Llevado a la práctica del tenis, lo que este tipo de tanteo permite es que sea un deporte justo. Hay partidos de fútbol, por seguir con el ejemplo anterior, que se ganan con un gol en propia puerta en el tiempo añadido, con un penalti simulado o por un fuera de juego equivocado. En el tenis la compartimentación progresiva entre juego, set y partido contribuye a la justicia del juego. Cada escalón hay que ganarlo a pulso. Cada etapa hay que concluirla y derribar la puerta de entrada a la siguiente con un último golpe de gracia. Eso requiere valor, esfuerzo, creer en uno mismo. Este mecanismo propicia que los partidos de tenis puedan tener desenlaces tan imprevisibles como, a la postre, justos.
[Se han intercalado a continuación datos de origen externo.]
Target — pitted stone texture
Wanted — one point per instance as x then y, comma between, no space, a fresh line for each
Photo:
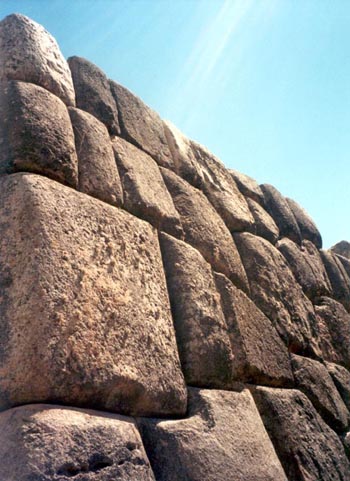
205,230
342,248
56,443
307,226
338,277
93,93
84,307
36,133
29,53
265,226
308,449
145,194
278,207
222,439
341,379
248,186
98,173
307,266
275,291
204,345
260,356
141,126
313,379
221,190
333,326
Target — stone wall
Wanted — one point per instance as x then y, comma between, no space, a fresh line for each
162,317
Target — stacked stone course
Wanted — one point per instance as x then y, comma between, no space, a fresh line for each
161,317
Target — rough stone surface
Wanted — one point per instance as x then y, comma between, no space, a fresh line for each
275,291
306,225
141,126
223,438
205,230
338,277
55,443
265,226
308,449
84,308
313,379
333,326
279,209
307,266
36,133
204,345
221,190
341,379
98,173
260,356
29,53
145,194
93,93
342,248
248,186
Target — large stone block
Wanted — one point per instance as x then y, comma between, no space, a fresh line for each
313,379
29,53
308,449
307,226
93,93
222,439
333,326
145,194
205,230
141,126
46,443
84,307
259,355
201,331
275,291
35,133
307,266
98,173
279,209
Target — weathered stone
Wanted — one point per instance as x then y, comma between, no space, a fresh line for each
29,53
341,379
275,291
333,326
221,190
36,133
46,443
265,226
312,378
185,162
223,438
338,277
205,230
248,186
204,345
306,225
145,194
307,266
342,248
259,353
93,93
278,207
308,449
98,173
141,126
83,304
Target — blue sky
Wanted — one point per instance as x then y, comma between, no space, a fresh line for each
263,84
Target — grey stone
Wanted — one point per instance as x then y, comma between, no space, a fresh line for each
98,173
36,133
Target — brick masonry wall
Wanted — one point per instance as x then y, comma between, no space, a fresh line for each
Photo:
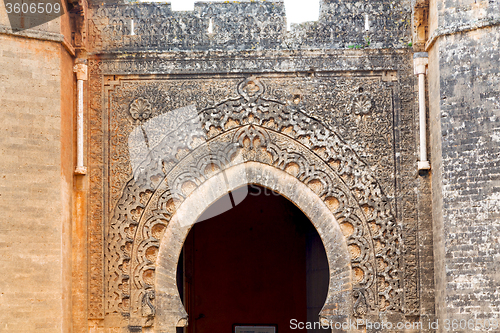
465,140
34,189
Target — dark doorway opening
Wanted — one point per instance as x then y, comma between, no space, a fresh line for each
261,262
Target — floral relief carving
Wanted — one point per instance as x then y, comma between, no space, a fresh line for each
250,121
361,105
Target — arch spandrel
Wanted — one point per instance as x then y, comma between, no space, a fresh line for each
274,134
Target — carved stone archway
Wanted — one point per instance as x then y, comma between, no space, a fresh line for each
253,131
170,311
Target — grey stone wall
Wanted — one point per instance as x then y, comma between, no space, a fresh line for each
465,121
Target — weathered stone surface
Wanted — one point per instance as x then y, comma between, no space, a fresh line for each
247,25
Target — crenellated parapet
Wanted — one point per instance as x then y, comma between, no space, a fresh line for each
246,25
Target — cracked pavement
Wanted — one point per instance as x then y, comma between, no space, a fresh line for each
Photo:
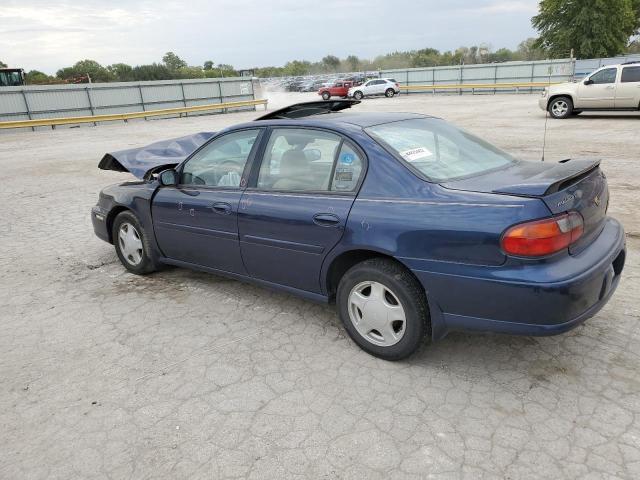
180,374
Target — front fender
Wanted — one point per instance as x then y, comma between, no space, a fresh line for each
133,196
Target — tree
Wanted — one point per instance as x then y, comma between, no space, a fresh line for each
35,77
353,62
155,71
427,57
173,62
527,50
121,72
592,28
331,62
95,71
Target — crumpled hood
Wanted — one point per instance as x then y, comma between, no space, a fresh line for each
144,161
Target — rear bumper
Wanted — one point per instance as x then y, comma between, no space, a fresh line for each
545,298
99,221
542,103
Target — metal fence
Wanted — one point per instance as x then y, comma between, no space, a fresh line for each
547,71
54,101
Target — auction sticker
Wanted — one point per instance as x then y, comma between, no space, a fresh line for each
416,153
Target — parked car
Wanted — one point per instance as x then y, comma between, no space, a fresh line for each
337,89
381,86
411,226
614,87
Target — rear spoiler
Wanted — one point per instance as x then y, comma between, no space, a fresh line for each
307,109
143,162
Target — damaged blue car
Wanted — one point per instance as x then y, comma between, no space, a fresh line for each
413,227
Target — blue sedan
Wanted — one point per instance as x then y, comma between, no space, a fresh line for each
413,227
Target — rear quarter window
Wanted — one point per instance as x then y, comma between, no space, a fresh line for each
438,151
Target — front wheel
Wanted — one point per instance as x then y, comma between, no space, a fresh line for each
131,244
561,107
383,308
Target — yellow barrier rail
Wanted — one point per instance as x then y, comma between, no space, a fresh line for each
44,122
476,86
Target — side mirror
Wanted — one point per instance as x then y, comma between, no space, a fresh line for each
168,177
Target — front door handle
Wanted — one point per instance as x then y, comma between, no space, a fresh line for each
326,219
221,208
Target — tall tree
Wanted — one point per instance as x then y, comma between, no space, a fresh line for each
173,62
353,62
331,62
95,71
592,28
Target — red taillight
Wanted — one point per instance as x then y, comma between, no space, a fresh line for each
543,237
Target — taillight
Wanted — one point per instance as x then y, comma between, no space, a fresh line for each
543,237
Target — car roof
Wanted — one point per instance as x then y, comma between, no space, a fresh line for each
337,119
332,112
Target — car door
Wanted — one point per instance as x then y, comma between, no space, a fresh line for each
598,90
296,209
628,91
196,221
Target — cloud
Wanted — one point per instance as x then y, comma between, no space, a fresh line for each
46,36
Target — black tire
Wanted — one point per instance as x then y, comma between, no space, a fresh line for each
147,263
560,107
410,295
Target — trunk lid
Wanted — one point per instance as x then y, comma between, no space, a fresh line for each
570,185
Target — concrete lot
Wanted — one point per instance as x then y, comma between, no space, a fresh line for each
104,374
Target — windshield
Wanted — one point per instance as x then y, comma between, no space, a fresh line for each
437,150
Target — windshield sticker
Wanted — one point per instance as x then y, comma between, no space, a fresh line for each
347,158
416,154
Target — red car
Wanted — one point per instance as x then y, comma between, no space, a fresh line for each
338,89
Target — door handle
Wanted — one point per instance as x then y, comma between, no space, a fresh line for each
326,219
221,208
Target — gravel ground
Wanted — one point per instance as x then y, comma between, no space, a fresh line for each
104,374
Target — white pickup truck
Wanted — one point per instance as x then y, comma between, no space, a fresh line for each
610,88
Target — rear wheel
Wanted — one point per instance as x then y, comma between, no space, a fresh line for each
561,107
132,245
383,308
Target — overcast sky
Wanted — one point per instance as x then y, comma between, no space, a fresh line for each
47,35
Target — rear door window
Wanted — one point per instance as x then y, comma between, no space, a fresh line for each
630,74
608,75
309,160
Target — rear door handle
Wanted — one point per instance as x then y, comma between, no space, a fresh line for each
326,219
221,207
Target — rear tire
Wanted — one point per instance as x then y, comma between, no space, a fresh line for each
383,308
560,107
132,245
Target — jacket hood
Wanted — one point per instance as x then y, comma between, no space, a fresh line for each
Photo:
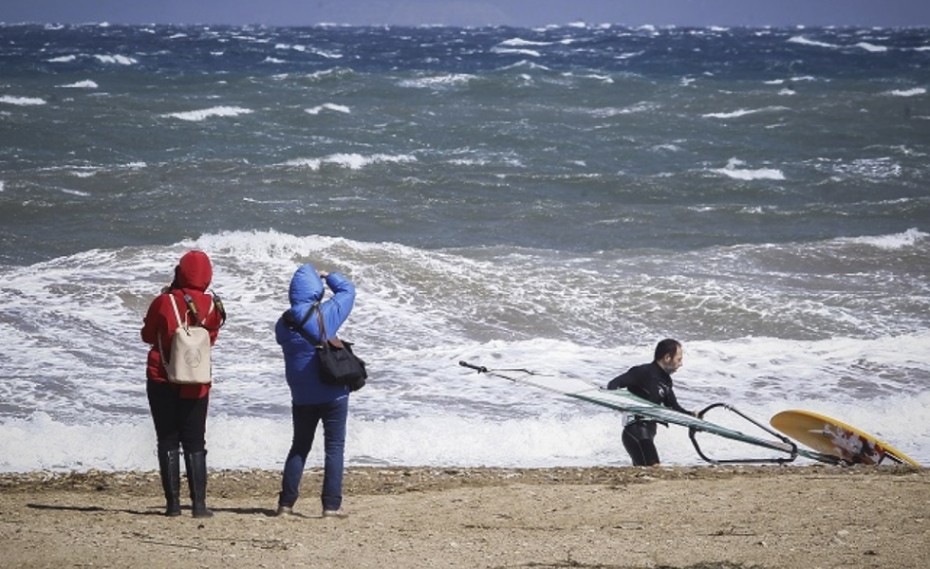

El hecho de requerir tres sets para ganar un partido de un torneo del Grand Slam, como es el caso que nos ocupa, ofrece siempre una opción nítida de remontar al que, tras perder un set, va por detrás. Si uno se entretiene en observar resultados del circuito profesional, se lleva la sorpresa de ver la cantidad de veces que a un 6-1 le sucede un 2-6, a un 6-2 un 1-6, a un 6-0 un 1-6…. Cada nuevo set es un borrón y cuenta nueva. Una etapa distinta que mide desde cero, de nuevo, las energías y propósitos de los contendientes. Y, al margen de la técnica, cada vez que se aborda un nuevo set, el físico y sobre todo la cabeza van siendo más y más importantes.

En el tenis el elemento suerte queda minimizado por el sistema compartimentado del tanteo. Porque no se cierra un juego sin sumar cuatro puntos, o más si se llega al deuce y las ventajas. No se gana un set sin ganar seis o siete o 70 juegos (caso del John Isner-Nicolas Mahut de primera ronda de Wimbledon 2010, el partido más largo de la historia del tenis, que duró 11 horas y seis minutos jugadas a lo largo de tres días y cayó del lado del norteamericano por 6-4 3-6 6-7(7) 7-6(3) 70-68. Ni se gana un partido sin anotarse dos o tres sets. Sucede también en cualquier proyecto que se acometa en la vida. Si no se llega hasta el final, si algo queda inconcluso, no sirve.

Eso llevado a la situación que nos compete, la semifinal del US Open de 1975 contra Vilas y el marcador de 0-5 15-40 en el cuarto set que desemboca en el primero de los cinco match-balls, da la dimensión de la hazaña de Orantes: todo lo que debía remar para ganar, y de hecho remó, al lado del breve pasito que le quedaba a Vilas, un solo punto en cinco ocasiones distintas, para presentarse en la final. Si contamos aproximadamente los puntos que se jugaron hasta el final tendremos la proporción de la hazaña. Suponiendo que disputaran una media de seis puntos en los 17 juegos restantes, salen 102 puntos. Orantes levantó cinco match-balls, esquivó cinco guillotinazos que amenazaban con apearle del torneo, para seguir peleando otros cien puntos hasta ser él, entonces ya definitivamente, finalista del US Open.